This misery can’t last

Emanuele CalòIl monologo che Celia Johnson in “Brief Encounter” recita a sé stessa, un pensiero porto allo spettatore da David Lean, soprattutto grazie alla magia di Noel Coward, laddove inizia con “this misery can’t last”, si presta non poco alla sua trasposizione in un abbondante ventaglio di vicende più o meno catastrofiche; tutto ciò anche grazie all’ambivalenza del vocabolo “misery” che, malgrado il suo diverso significato, rimane indissolubilmente legato nella nostra mente al suo faux ami italico. Ironicamente, la storia era ambientata in Milford Junction; se il testo non fosse stato così risalente, ripreso addirittura da”Still life” dello stesso Coward, gli avremmo potuto attribuire qualche recondito quanto sordido significato.

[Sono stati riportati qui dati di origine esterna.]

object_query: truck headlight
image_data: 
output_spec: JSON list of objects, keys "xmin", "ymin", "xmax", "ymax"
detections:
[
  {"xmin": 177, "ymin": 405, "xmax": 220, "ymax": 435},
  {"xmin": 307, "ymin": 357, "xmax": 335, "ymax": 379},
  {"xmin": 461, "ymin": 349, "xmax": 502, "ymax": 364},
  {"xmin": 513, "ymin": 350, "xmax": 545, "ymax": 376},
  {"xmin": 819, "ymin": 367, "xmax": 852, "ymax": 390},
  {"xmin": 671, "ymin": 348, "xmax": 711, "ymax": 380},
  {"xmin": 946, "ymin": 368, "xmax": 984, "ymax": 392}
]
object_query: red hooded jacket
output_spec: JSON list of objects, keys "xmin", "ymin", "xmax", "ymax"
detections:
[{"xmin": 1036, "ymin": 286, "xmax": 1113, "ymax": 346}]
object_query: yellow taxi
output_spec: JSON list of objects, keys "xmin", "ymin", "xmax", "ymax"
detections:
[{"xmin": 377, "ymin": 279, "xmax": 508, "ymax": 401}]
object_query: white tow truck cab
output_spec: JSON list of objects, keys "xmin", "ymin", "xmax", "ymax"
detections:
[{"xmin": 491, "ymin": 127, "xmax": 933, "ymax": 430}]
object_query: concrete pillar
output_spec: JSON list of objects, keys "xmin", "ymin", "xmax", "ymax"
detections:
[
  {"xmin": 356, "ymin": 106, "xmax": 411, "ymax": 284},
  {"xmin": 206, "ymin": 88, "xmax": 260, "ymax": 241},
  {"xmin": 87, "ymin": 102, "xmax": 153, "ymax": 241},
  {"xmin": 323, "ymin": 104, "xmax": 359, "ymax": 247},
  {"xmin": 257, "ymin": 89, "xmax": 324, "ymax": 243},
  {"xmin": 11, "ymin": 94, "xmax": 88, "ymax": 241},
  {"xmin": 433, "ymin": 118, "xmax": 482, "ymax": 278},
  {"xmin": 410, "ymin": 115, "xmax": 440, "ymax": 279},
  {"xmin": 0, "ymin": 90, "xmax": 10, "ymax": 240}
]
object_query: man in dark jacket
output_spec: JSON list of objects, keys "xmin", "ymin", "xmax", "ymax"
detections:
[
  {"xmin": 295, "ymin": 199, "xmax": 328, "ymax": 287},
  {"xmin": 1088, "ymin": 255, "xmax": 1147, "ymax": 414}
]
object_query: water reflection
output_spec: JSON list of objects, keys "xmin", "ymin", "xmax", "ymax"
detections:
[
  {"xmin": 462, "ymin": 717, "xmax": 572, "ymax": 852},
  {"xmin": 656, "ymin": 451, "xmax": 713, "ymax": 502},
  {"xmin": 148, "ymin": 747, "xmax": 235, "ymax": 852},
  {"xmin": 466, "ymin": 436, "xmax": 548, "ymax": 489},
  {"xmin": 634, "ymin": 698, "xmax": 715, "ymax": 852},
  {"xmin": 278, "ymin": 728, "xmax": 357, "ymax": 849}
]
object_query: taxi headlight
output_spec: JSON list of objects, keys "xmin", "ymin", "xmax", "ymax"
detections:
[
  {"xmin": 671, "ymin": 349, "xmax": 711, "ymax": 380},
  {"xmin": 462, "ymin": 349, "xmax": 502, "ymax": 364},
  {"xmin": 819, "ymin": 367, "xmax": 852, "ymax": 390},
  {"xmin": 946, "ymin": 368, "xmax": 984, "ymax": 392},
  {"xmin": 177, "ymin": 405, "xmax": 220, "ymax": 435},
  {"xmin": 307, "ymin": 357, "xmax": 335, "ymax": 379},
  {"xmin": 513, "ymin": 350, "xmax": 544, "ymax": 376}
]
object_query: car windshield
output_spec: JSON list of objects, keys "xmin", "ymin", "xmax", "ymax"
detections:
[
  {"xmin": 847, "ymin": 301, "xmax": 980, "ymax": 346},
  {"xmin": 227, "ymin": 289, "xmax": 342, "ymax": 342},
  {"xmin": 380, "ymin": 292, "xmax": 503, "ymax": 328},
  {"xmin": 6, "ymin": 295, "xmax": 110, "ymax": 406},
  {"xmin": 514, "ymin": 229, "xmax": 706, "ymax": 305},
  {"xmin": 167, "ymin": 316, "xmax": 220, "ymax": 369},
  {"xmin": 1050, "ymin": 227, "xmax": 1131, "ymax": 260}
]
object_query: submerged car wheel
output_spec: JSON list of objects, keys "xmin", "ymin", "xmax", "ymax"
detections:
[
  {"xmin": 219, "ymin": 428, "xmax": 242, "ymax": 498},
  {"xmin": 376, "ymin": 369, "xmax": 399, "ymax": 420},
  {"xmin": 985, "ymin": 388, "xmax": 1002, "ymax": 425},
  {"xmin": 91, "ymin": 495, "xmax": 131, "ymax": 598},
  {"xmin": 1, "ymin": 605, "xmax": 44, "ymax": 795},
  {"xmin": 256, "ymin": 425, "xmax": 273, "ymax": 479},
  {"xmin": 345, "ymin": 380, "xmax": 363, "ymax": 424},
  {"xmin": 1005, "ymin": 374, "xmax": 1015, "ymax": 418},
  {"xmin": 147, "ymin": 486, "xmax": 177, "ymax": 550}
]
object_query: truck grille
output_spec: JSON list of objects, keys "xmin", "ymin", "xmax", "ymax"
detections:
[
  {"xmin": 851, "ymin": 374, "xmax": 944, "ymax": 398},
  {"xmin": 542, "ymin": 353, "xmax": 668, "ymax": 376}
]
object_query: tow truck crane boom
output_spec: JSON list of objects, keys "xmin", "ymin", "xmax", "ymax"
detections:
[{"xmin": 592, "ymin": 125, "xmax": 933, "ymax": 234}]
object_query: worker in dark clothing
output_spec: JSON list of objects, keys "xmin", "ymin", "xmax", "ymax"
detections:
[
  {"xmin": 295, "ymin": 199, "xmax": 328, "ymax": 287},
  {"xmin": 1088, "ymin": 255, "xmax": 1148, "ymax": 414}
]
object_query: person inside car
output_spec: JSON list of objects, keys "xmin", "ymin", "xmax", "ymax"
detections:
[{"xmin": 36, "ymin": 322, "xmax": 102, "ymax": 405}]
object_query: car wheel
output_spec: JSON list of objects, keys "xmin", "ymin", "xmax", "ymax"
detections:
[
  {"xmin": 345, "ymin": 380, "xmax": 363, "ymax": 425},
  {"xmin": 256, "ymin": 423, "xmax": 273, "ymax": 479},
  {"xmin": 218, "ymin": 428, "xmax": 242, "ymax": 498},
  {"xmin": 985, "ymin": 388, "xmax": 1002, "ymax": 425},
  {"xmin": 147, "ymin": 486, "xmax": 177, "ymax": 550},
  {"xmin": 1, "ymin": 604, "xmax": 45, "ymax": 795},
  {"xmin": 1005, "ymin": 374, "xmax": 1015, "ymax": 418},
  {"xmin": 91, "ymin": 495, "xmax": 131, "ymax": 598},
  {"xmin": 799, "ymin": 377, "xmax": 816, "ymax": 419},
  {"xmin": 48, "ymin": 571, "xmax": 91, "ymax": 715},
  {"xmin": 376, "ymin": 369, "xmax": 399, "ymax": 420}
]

Per esempio, pensavo ad una porzione non indifferente dell’ebraismo statunitense, impegnata nell’incessante lavorio di JStreet, mediante gli strumenti tipicamente locali del lobbying presso parlamentari e candidati parlamentari, accoppiato alla propaganda politica, affinché il Governo e il Congresso seguano i suoi auspici, in contrasto con l’azione del governo democraticamente eletto dello Stato d’Israele.
L’elettore israeliano si trova, obiettivamente, ad emettere un voto fiaccato dall’azione parallela di una parte dell’ebraismo statunitense. Per dirne una (ma tante ve ne sarebbero), nel caso del trattato con l’Iran, la valutazione di JStreet e del governo israeliano erano in aperto contrasto. È legittimo, alla luce dei principi democratici, che un diritto fondamentale, come quello all’autodeterminazione, si intersechi con l’azione di chi non paga le imposte, non fa il servizio militare e non corre i medesimi rischi?
Il dibattito è aperto e, aggiungiamo, è tutt’altro che nuovo; naturalmente, è più che legittimo pensarla diversamente. Forse qualcun altro avrà già scritto che vi è, alla base dell’azione descritta, non solo la buona volontà ma pure una robusta dose di ingenuità, perché JStreet agisce nei riguardi di Israele sulla base dell’assunto che basti la volontà del governo israeliano di turno per risolvere il conflitto arabo-israeliano, come se la controparte non esistesse e come se Rudyard Kipling fosse non solo ancora fra di noi, ma godesse pure dei benefici della gioventù.
Le responsabilità del conflitto: di risolverlo, oppure di non risolvere nulla e finanche d’inasprirlo, gravano su ambedue le parti, la cui pari dignità non dipende da noi ma è nella natura delle cose. Se qualcuno volesse le prove di quanto dico, sarò ben lieto di offrirle. Non esistono popoli adulti e popoli non maturi, e non basta la voglia di vivere tranquilli (quasi che qualcuno volesse campare male) per costruire con le carte quei castelli che necessitano della dura pietra. Non dobbiamo per forza amare il nostro nemico, ma sicuramente dobbiamo rispettarlo. In questo senso, il falso amico (come dicono i traduttori) si rivela, per contro, genuino assai: “this misery can’t last”.